Kontribusi Pesantren dan Sastra di Indonesia terhadap Moderasi Beragama - Abdul Wachid B.S.

@kontributor 12/03/2023

Kontribusi Pesantren dan Sastra di Indonesia terhadap Moderasi Beragama

Abdul Wachid B.S. 




Fenomena keberagaman di Indonesia memberikan landasan bagi semangat Bhinneka Tunggal Ika, yang berarti "Berbeda-beda tetapi tetap satu". Keberagaman ini menjadi salah satu kekayaan bangsa Indonesia dan menjadi landasan untuk membangun kesatuan dan harmoni dalam masyarakat. Keberagaman ini merupakan kekayaan bangsa, tetapi juga menuntut upaya untuk mempertahankan harmoni dan mengatasi potensi konflik agama.

Pesantren memiliki peranan yang cukup menarik dalam kontribusi pengembangan nilai-nilai Islam di Nusantara karena telah memberikan pemahaman moderasi agama melalui akomodasi dengan budaya lokal (Azra, 2005).

 

Pokok Persoalan

Islam hadir sebagai jalan tengah (tawassut) dengan berbagai konsep yang meneduhkan dalam bidang akidah, ibadah, akhlak, hubungan antar-sesama manusia, dan perundang-undangan. Meski begitu, ektrimisme beragama menjadi fenomena yang tak terelakkan. Ekstrimesme lahir dari segala dimensi kehidupan manusia, termasuk cara memahami Islam (Ali Nurdin, 2019).

Sayangnya, seseorang yang berpaham ekstrim acapkali dipandang simetris dengan ritual keagamaan yang dilakukan dalam kehidupan sehari-hari. Asumsi ini berpengaruh negatif terhadap kehidupan beragama. Jika seseorang tersebut menganut agama Islam, maka sikap ekstrem tersebut, tidak jarang menjadi stereotip bagi umat Islam secara keseluruhan. Tentu saja, hal ini menjadi problem mendasar yang harus diselesaikan.

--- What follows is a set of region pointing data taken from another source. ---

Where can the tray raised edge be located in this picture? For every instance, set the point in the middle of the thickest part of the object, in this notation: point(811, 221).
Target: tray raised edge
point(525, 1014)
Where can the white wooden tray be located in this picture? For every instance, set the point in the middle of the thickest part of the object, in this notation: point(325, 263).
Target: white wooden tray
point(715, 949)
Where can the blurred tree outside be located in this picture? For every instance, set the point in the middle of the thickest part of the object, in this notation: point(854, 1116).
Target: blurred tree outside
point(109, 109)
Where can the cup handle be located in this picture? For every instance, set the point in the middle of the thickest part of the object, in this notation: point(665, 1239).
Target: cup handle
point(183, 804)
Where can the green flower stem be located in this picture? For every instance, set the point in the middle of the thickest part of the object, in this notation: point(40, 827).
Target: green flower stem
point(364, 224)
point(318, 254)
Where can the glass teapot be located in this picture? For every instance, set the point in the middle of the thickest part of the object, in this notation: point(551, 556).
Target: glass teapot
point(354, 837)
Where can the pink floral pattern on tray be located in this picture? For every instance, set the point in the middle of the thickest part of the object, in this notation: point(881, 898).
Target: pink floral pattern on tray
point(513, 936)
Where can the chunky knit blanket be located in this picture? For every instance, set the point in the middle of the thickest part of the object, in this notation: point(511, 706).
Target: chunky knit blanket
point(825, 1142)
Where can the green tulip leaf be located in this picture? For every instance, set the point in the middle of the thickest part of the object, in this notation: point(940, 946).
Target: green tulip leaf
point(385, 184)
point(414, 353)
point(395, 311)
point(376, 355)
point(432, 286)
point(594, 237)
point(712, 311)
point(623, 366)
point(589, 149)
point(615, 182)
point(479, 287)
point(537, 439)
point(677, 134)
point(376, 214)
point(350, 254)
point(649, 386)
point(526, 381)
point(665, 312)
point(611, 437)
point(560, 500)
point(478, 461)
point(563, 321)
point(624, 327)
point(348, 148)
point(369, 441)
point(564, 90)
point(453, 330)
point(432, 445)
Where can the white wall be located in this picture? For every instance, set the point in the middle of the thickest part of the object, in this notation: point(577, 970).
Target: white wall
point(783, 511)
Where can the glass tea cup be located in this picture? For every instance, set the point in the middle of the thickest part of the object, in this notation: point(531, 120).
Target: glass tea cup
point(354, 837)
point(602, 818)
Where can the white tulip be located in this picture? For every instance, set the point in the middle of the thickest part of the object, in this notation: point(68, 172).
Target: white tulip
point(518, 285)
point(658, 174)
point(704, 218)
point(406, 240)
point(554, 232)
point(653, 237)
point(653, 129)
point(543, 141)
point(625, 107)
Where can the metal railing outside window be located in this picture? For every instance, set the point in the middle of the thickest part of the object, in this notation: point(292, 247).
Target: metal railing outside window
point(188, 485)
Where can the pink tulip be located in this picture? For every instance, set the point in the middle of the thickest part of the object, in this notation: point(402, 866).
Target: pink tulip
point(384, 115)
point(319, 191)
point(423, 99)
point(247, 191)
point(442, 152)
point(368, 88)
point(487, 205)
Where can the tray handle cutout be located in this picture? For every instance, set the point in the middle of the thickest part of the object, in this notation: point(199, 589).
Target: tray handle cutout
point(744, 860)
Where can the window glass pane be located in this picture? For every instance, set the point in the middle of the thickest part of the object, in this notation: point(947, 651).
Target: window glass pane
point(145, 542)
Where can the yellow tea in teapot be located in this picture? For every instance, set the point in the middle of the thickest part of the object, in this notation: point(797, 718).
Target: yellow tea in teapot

Pesatnya kemajuan ilmu pengetahuan dan teknologi dalam kehidupan masyarakat, berdampak pesatnya peredaran radikalisme dan liberalisme dalam kehidupan beragama. Demi mengkounter kedua paham tersebut, diperlukan langkah yang tepat agar umat Islam tak terperosok dalam kehancuran lantaran ekstremisme. Adapun langkah yang diperlukan di antaranya: Pertama, penanaman dan penguatan nilai ajaran Islam sebagai dasar filosofi kehidupan dalam bermasyarakat dan membentuk tradisi keilmuan Islam; Kedua, menjauhkan pemikiran yang bersifat dikotomis; Ketiga, penguatan dalam pendekatan wasatiyah (Pujiati, 2018).

Pondok pesantren sangat kental dengan dimensi moderasi beragama yang dibingkai dengan tradisi keserba-ibadahan, kemandirian, kesederhanaan, yang bersumber dari Al-Qur’an, hadits, dan hasil intrepretasi para ulama dahulu. Pesantren merupakan basis penanaman paham moderat, membentuk umat yang penengah (ummatan wasatan). Ciri khas paham keagamaan yang dikembangkan oleh pesantren yakni ahlussunah wal jama’ah, yang moderat, menampilkan corak Islam yang santun, damai, serta tak memaksa.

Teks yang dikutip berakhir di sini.